The money, which will come from the National Productivity Infrastructure Fund, is intended to help stimulate investment in this area and encourage private companies to develop innovative solutions to help extend the reach of the UK's fibre network.
Mr Hammond's speech on Monday (October 29th), while not mentioning broadband specifically, highlighted the importance of improved networking capabilities to the digital economy, stating: "We are investing in our nation’s infrastructure and backing the technologies of the future."
The government's eventual aim is to completely replace the UK's ageing copper wire network with more modern, high-speed fibre by 2033. At present, even though much of the country is covered with fibre to the cabinet level, the 'final mile' often remains dependent on copper, which limits the speed and bandwidth available to many homes and businesses.
Its latest move also indicates a desire to ensure that more remote parts of the UK are not left behind in this transition, with the Scottish Borders, the Welsh Valleys and Cornwall set to be among the first locations to benefit from the new investment.

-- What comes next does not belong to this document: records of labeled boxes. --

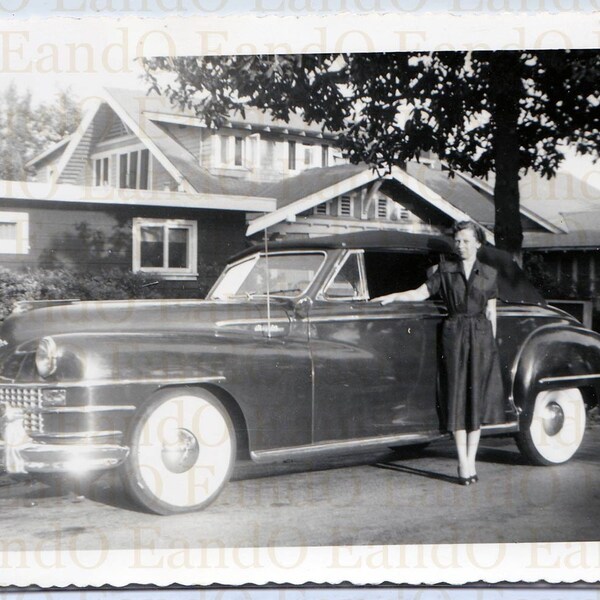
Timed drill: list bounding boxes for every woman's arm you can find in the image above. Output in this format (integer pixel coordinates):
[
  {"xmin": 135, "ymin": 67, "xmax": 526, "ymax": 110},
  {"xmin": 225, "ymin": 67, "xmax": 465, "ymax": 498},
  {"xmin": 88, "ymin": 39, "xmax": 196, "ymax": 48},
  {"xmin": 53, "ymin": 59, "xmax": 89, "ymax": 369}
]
[
  {"xmin": 485, "ymin": 298, "xmax": 497, "ymax": 337},
  {"xmin": 371, "ymin": 283, "xmax": 430, "ymax": 304}
]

However, this week's announcement will still only cover a tiny proportion of the funding that will be required to meet this full fibre target, which according to the Future Telecoms Infrastructure Review will be as much as £30 billion.
Industry groups have given a cautious welcome to the move, with Paul Stobart, chief executive of internet provider Zen, noting that rural connectivity remains the last piece of the puzzle of the UK's network infrastructure.
However, the Financial Times reported him as saying: "The government can't stop here if it wants to fulfil its pledge of making access to high-speed broadband a legal right for everyone by 2020."